LOS MAESTROS DEL CAMUFLAJE

Estás sentado en el fondo marino, frente a la costa de la isla indonesia de Lembeh. El lugar no está a gran profundidad –unos cinco metros más o menos– y hay muchísima luz. Como es de esperar en un mar tropical, el agua está templada. La fina arena gris que te rodea presenta ondulaciones y está cubierta en algunas zonas de una capa verdosa. A medida que vas explorando, te fijas en una caracola. La concha es sólida y tiene seis puntas gruesas. Es posible que su creador esté dentro. O quizás haya muerto hace tiempo y ahora pertenezca a un cangrejo ermitaño. Te pica la curiosidad y le das la vuelta. Ves una hilera de ventosas y un par de ojos.

Se trata de un pulpo. Concretamente de un ejemplar de Amphioctopus marginatus, también conocido como pulpo del coco. El nombre proviene de su costumbre de esconderse dentro de una cáscara de coco (a veces incluso la recoge y la transporta consigo para usarla como refugio en casos de emergencia). En realidad le sirve cualquier cáscara o concha grande, como esta caracola.

El pulpo está sujetando con unas pocas ventosas las dos valvas de una almeja. Mientras lo observas, las deja caer y eleva un poco el cuerpo. Da la impresión de que está valorando la situación. Tú te quedas quieto como una estatua. Al cabo de un instante el animal sale de la concha. Su cuerpo es del tamaño de tu dedo pulgar y sus brazos, unas tres veces más largos. A medida que avanza hasta la arena, se vuelve del mismo tono gris oscuro que esta. ¿Se está yendo? No. Extiende unos cuantos brazos sobre la arena y el resto sobre la concha. De un solo tirón, le da la vuelta y se mete dentro.
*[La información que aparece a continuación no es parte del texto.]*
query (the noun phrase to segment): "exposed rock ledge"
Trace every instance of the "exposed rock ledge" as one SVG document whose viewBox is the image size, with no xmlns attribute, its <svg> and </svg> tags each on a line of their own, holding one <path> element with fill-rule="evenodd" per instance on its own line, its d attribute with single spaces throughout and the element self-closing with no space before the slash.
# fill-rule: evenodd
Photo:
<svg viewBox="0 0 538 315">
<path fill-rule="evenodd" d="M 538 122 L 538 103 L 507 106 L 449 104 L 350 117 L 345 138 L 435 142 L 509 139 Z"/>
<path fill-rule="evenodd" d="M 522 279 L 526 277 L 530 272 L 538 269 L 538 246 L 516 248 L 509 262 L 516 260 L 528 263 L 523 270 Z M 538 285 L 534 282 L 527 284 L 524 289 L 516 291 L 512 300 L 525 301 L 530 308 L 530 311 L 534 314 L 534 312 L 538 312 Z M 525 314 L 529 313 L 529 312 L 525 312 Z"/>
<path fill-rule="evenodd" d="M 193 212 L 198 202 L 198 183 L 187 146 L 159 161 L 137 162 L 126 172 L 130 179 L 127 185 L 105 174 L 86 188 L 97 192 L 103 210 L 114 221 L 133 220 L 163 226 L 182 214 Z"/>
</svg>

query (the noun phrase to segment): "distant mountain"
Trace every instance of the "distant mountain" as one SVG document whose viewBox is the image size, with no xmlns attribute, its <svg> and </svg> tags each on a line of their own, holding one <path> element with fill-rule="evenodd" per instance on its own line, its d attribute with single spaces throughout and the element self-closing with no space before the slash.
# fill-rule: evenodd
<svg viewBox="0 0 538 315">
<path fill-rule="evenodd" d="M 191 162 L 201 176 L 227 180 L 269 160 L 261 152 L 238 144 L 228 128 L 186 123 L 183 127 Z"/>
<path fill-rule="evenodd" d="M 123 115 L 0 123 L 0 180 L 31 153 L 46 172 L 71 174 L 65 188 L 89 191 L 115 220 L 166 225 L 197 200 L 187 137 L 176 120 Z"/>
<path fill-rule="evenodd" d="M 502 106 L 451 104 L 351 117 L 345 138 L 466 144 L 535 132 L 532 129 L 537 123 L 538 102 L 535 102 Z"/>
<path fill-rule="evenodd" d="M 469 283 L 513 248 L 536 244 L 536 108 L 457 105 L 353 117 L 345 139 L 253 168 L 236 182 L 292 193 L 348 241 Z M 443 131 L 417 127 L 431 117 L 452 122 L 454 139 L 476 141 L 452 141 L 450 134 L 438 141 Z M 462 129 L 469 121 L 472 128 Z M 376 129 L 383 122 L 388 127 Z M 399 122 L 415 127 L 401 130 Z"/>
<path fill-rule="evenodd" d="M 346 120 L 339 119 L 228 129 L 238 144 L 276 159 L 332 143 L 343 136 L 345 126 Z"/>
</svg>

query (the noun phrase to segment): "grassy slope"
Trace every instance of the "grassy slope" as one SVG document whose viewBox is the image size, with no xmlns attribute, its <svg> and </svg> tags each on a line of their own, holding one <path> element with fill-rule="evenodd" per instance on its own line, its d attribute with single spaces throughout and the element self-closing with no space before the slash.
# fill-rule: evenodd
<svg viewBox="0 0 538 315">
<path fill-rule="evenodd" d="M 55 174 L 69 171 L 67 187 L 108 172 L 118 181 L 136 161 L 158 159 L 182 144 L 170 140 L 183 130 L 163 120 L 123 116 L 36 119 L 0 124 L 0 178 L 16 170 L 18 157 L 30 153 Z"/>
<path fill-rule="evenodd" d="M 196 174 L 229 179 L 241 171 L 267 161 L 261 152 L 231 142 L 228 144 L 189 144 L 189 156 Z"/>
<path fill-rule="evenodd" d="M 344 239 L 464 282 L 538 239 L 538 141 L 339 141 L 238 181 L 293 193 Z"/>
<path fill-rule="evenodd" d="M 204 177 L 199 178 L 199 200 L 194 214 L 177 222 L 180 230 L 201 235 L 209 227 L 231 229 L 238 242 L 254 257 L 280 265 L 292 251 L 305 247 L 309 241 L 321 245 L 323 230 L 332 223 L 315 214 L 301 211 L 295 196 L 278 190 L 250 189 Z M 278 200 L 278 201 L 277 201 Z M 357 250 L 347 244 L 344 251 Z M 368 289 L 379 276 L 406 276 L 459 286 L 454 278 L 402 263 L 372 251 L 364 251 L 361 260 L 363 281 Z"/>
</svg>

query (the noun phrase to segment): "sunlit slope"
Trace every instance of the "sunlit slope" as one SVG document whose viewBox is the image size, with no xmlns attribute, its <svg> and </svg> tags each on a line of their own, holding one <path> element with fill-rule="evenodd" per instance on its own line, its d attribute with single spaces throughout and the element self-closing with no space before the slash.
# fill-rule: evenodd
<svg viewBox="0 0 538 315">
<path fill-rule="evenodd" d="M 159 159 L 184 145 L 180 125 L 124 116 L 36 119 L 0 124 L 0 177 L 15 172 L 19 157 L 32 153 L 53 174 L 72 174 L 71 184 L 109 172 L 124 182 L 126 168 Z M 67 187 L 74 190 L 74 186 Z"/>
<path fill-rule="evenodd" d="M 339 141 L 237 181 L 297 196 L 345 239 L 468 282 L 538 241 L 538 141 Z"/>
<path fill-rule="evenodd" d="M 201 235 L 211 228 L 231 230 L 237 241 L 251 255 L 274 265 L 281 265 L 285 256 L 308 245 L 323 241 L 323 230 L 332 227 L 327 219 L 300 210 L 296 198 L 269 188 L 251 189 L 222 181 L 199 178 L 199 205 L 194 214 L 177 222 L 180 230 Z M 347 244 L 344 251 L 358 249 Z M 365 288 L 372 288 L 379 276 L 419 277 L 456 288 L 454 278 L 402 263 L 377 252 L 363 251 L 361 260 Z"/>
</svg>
No quieres molestarlo más y estás a punto de marcharte, pero de repente adviertes que ha habido un ligero movimiento. El pulpo ha expulsado un chorro de agua para retirar la arena que hay debajo del borde de la concha. Ahora hay un pequeño hueco entre la concha y el fondo marino, por el que vuelven a aparecer sus ojos. Te acercas a él, y por un momento os miráis fijamente. De todos los invertebrados –los animales que no tienen columna vertebral– los pulpos son los que más se nos parecen. En parte por la manera en que te devuelven la mirada, como si estuvieran escrutándote. (Esto también los diferencia de muchos vertebrados: la mayoría de los peces nunca te mira a los ojos). Y en parte por su destreza. Tienen ocho brazos cubiertos de cientos de ventosas que les permiten manipular objetos; pueden abrir la concha de una almeja, desmontar el sistema de filtración de un acuario o desenroscar la tapa de un bote. Estas habili­dades los distinguen de mamíferos como los delfines, los cuales, aun con toda su inteligencia, están limitados por su anatomía y no pueden desenroscar nada.

Por otro lado, parecen tan alienígenas como cualquier extraterrestre que puedas imaginar. Para empezar, tienen tres corazones y la sangre azul. Cuando se sienten amenazados, lanzan un chorro de tinta y huyen propulsados en otra dirección.